I am quite puzzled looking at Thread and Stream (CUDA Toolkit 3.2).
Can somebody explain me what is the differences/similarities between these 2 objects?

Streams are a feature of the CUDA APIs which allow for concurrent operations within a single GPU context. Initially this was limited to overlapping copying with kernel execution, but on Fermi hardware it has been extended to permit (resources allowing) concurrent kernel execution on a GPU.

On the GPU, a thread is the basic execution element. You write kernel code for a single thread, tell the device how you want those threads assembled into blocks and how many blocks you wish to run, and the execution model collects SIMD groupings (“warps”) of threads and schedules them on multiprocessors.

The GPU hardware has NO knowledge about a “Stream”, It only knows about spawning threads and executing kernels.

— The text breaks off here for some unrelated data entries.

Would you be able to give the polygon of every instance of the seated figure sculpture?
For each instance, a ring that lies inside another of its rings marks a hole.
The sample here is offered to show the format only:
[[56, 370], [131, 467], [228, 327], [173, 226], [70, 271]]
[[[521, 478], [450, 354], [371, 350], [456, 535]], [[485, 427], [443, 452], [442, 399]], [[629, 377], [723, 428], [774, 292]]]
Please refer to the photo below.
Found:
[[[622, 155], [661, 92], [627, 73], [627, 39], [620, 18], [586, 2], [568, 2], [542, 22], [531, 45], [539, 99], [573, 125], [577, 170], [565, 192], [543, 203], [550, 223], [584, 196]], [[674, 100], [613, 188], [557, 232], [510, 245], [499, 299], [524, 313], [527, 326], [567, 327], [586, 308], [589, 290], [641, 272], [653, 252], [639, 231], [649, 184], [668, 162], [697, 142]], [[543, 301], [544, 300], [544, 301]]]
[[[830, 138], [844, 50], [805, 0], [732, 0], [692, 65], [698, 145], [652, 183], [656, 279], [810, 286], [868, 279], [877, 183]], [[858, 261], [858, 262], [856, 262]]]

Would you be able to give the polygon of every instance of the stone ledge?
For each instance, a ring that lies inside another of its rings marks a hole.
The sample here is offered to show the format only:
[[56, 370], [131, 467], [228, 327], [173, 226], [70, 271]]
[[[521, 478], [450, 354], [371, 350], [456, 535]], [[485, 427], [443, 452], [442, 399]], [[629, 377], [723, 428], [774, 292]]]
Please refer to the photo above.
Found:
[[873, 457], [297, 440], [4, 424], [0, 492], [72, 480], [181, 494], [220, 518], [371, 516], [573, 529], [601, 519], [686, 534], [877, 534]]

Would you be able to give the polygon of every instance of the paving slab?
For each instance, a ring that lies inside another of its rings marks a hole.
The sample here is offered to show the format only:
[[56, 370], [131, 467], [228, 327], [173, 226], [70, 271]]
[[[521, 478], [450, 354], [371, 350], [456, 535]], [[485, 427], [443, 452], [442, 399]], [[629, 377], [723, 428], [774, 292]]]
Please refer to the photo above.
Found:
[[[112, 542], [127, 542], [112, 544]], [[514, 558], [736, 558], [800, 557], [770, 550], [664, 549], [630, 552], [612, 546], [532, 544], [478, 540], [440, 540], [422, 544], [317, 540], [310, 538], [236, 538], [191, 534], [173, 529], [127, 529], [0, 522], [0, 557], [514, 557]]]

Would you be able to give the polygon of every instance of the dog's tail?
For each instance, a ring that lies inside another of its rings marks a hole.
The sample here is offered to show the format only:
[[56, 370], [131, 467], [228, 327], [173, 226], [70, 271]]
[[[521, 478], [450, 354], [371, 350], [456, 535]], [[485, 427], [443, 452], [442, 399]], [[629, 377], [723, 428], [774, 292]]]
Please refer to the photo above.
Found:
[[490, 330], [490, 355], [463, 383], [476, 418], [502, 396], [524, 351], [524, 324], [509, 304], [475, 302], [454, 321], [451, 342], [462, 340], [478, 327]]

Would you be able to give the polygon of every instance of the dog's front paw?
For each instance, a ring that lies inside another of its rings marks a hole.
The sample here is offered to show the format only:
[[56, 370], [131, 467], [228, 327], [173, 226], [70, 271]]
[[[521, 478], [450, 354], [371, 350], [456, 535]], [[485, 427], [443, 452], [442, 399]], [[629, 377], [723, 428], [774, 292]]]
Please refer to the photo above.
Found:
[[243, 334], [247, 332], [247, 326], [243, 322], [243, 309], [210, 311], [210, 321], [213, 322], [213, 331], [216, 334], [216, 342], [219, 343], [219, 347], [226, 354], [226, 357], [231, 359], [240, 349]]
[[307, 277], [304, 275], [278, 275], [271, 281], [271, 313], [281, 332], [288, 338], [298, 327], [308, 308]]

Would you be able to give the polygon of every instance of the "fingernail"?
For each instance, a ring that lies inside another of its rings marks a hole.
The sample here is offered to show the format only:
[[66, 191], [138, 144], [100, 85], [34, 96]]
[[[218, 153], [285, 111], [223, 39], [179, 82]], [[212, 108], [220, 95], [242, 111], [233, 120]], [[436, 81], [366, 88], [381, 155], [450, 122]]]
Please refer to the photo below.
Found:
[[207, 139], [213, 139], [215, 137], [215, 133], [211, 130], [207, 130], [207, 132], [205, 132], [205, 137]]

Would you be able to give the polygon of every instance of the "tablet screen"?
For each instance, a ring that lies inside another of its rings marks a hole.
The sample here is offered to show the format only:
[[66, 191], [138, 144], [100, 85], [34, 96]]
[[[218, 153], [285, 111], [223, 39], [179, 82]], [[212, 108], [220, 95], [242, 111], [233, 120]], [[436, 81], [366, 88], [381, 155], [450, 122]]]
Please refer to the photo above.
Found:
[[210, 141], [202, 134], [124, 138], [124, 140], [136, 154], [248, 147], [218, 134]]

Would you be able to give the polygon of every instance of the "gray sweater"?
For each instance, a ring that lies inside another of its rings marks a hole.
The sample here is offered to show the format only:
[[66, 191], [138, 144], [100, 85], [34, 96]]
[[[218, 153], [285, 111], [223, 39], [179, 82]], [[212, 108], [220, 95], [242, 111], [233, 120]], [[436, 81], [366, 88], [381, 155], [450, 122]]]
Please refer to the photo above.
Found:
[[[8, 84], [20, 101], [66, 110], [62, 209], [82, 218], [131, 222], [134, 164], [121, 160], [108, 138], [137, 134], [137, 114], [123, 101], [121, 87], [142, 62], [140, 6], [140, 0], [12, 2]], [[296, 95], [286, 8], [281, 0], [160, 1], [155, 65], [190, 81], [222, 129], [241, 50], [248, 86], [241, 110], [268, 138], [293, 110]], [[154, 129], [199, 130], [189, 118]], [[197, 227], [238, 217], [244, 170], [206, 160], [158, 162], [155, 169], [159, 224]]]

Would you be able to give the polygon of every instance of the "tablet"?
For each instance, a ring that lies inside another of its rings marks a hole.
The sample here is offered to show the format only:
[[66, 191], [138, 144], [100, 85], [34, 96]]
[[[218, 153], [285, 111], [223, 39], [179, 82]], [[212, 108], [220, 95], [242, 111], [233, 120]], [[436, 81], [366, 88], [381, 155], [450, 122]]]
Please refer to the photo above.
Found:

Contexts and Streams are NVIDIA Driver related. A stream is an in-order channel of GPU operations.
Every context has a default stream.
However sometimes the application might need to leverage certain GPU features like:

  1. Concurrent memory copy and Kernel execution
  2. Concurrent kernel execution
    To leverage this, NVIDIA driver allows for multiple streams of execution inside a single GPU context.

Hope this helps,

Thanks avidday and Sarnath.

So in my context of performing FFT (simple 1D R2C), the cuFFT library takes care of the threads, while I can use Streams through the cuffSetStream().

You mention that may be


In my case the deviceQuery SDK code mention for my GTX460 that

  1. Concurrent Copy & Execution = Yes

  2. Concurrent Kernel execution = Yes

But should I use cudaSetDeviceFlags and how I find the right flag ??



No that shouldn’t be necessary. Just use the runtime API Streams API to create as many streams as you need for concurrent copying and execution, and pass the streams to CUFFT and the copy APIs as per the documentation. If you want to see how streams can work in practice, have a look at the SDK simpleStreams example.

Thanks. I had a look at the simpleStreams example. It is already quite complicated for a new in the field.

I have recently write a topic in this forum to see I am doing correctly. Had you have a look at it? I have no reply yet.


I don’t use CUFFT at all, I can’t help you with that sort of performance tuning.